HPLC analysis identified ferulic acid and quercetin in AFE and AFW. Ethanol and water are the most common solvent to extract the bioactive compounds of herbal medicine for HPLC analysis and traditional decoction, respectively. Our HPLC analysis identified ferulic acid and quercetin in AFE and AFW. The ferulic acid concentration in AFW was 2 times that of AFE and the quercetin concentration in AFE was 5.2 times that of AFW. The HPLC analysis was performed using commercial standards and compound libraries. Other compounds containing vanillic acid, tyrosol, 4-hydroxybenzaldehyde, and koumine were detected in the small peaks, but the content of these compounds in AFE and AFW was extremely low.

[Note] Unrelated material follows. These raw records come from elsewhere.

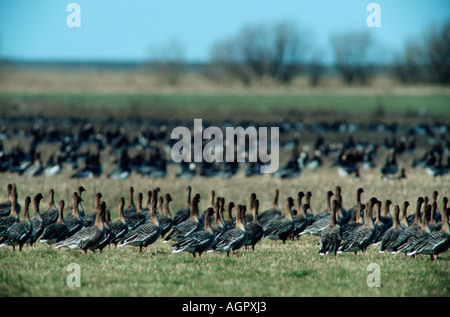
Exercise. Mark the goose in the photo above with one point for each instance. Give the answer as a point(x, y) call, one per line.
point(137, 218)
point(183, 213)
point(410, 241)
point(270, 214)
point(165, 218)
point(437, 242)
point(20, 231)
point(218, 227)
point(300, 219)
point(233, 239)
point(352, 211)
point(321, 220)
point(7, 222)
point(330, 237)
point(131, 206)
point(36, 221)
point(5, 207)
point(380, 226)
point(230, 222)
point(57, 231)
point(188, 226)
point(74, 223)
point(364, 235)
point(145, 234)
point(118, 227)
point(255, 231)
point(88, 238)
point(348, 228)
point(402, 242)
point(89, 219)
point(199, 241)
point(50, 215)
point(281, 229)
point(392, 234)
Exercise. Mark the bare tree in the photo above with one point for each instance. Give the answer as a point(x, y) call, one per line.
point(351, 54)
point(276, 51)
point(167, 61)
point(408, 66)
point(438, 53)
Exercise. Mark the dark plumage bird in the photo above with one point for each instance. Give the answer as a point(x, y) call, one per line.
point(364, 235)
point(182, 214)
point(5, 206)
point(330, 237)
point(255, 231)
point(199, 241)
point(36, 221)
point(50, 215)
point(20, 231)
point(145, 234)
point(188, 226)
point(437, 242)
point(281, 229)
point(233, 239)
point(57, 231)
point(118, 227)
point(392, 234)
point(88, 238)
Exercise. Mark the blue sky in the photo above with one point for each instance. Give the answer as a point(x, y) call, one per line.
point(127, 30)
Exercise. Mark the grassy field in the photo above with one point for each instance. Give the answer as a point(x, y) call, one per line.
point(290, 270)
point(293, 269)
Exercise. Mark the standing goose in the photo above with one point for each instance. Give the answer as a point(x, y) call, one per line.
point(199, 241)
point(281, 229)
point(74, 223)
point(218, 227)
point(230, 222)
point(183, 213)
point(392, 234)
point(88, 238)
point(118, 227)
point(145, 234)
point(437, 242)
point(131, 207)
point(348, 228)
point(352, 211)
point(300, 219)
point(5, 207)
point(416, 237)
point(255, 231)
point(380, 226)
point(20, 231)
point(364, 235)
point(89, 219)
point(402, 241)
point(36, 221)
point(188, 226)
point(8, 221)
point(165, 218)
point(136, 218)
point(321, 220)
point(270, 214)
point(57, 231)
point(51, 214)
point(232, 239)
point(330, 237)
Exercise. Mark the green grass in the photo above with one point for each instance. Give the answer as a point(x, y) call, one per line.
point(290, 270)
point(248, 104)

Quercetin and ferulic acid, which are naturally occurring polyphenolic flavonoid compounds in fruits and vegetables, have been reported to suppress body weight, fat accumulation and hyperlipidemia in obese mice by enhancing antioxidant activities [
36,
37]. The anti-obesity effect of quercetin is mediated by the AMPK signaling pathway in 3 T3-L1 adipocytes [
38]. Structurally, hydroxyl groups of these flavonoids participate in radical stabilization via electron delocalization, thus contributing to the strong antioxidant and anti-obesity activities [
39‐
41]. These phenolic compounds therefore may be partly responsible for the anti-obesity effects of AFW and AFE. In this study, especially, the quercetin concentration in AFE was high. Among the flavonoids, quercetin is an effective protector against lipid oxidation due to the presence and location of five hydroxyl groups on the aromatic ring [
42]. Additionally, AFE exerted the stronger anti-obesity effects than AFW by enhancing adiponectin levels and reducing serum cholesterol levels in obese mice. Thus, this difference in anti-obesity action might be attributed to their chemical difference of quercetin.

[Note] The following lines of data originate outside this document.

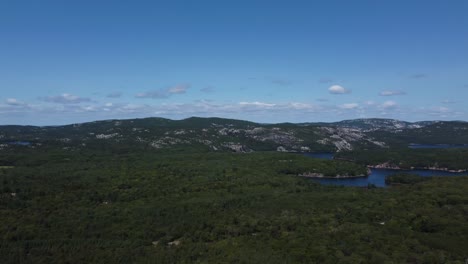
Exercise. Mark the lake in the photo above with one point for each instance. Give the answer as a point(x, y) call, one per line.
point(377, 176)
point(20, 143)
point(436, 146)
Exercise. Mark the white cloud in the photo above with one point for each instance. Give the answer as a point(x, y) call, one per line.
point(164, 93)
point(389, 104)
point(259, 104)
point(14, 102)
point(391, 93)
point(349, 106)
point(448, 101)
point(178, 89)
point(114, 95)
point(208, 89)
point(66, 98)
point(337, 89)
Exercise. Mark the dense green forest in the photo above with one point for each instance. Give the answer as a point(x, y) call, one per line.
point(406, 158)
point(116, 206)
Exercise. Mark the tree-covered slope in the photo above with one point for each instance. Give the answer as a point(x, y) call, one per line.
point(151, 207)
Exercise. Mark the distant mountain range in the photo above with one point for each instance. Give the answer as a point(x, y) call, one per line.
point(219, 134)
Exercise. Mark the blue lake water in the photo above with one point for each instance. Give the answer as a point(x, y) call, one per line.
point(377, 176)
point(436, 146)
point(320, 155)
point(20, 143)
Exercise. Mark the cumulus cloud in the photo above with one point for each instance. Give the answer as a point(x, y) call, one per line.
point(389, 105)
point(114, 95)
point(66, 99)
point(281, 82)
point(158, 94)
point(178, 89)
point(446, 101)
point(208, 89)
point(391, 93)
point(349, 106)
point(164, 93)
point(325, 80)
point(14, 102)
point(417, 76)
point(337, 89)
point(259, 104)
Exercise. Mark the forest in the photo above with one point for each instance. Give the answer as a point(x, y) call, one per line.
point(118, 206)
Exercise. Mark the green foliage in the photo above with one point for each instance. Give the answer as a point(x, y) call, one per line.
point(97, 205)
point(404, 178)
point(406, 158)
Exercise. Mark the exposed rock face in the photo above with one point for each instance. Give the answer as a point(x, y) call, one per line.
point(222, 134)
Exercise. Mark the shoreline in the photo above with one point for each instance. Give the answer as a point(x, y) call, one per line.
point(394, 167)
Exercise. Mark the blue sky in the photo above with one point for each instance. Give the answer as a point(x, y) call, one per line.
point(65, 62)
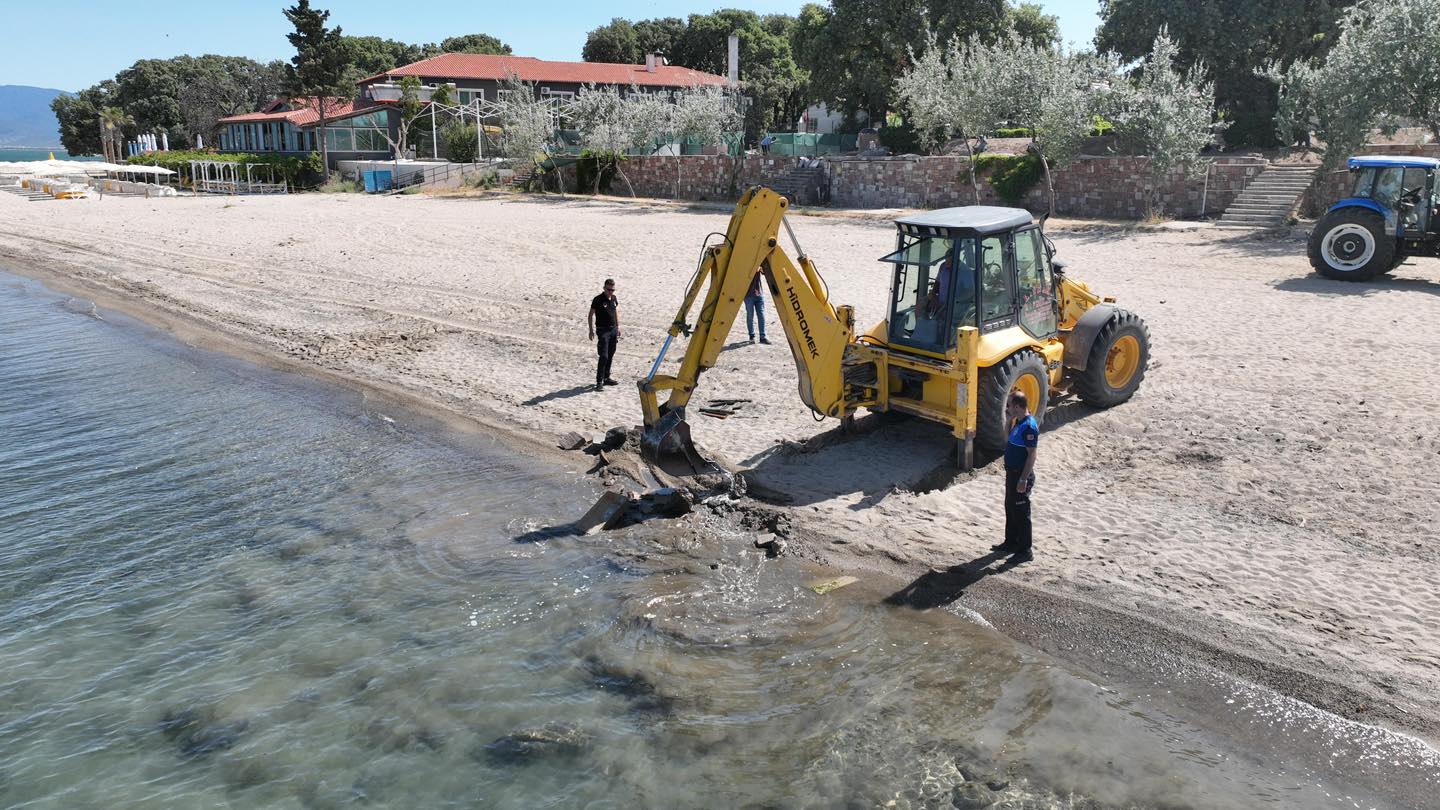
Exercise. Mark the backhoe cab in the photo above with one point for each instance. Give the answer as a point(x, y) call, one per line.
point(1390, 215)
point(977, 309)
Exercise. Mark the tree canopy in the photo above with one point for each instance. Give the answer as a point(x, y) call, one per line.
point(321, 67)
point(1233, 38)
point(1383, 71)
point(182, 97)
point(856, 49)
point(768, 69)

However, it cannot be excluded that other components of these extracts may contribute to their anti-obesity activities. It has been reported that
A. fistulosum contains
p-coumaric acid, isoquercitrin, quercitrin, stigmasterol, β-sitosterol, campesterol, and allicin [
15,
43]
. Thus, further study is needed to determine the anti-obesity components of
A. fistulosum, including the development of optimized methods of chemical analysis to identify the bioactive compounds in the AFE and AFW extracts.
Conclusions
This study showed that the oral administration of AFW and AFE significantly reduced body weight, adipose tissue and liver weights, and fat accumulation in a mouse model of obesity. In addition, AFW and AFE improved the serum levels of triacylglycerol, total cholesterol, LDL-cholesterol, free fatty acids, and HDL-cholesterol. These findings indicate that A. fistulosum may be useful as a functional food material or therapeutic agent for the treatment of obesity and obesity-associated metabolic syndrome.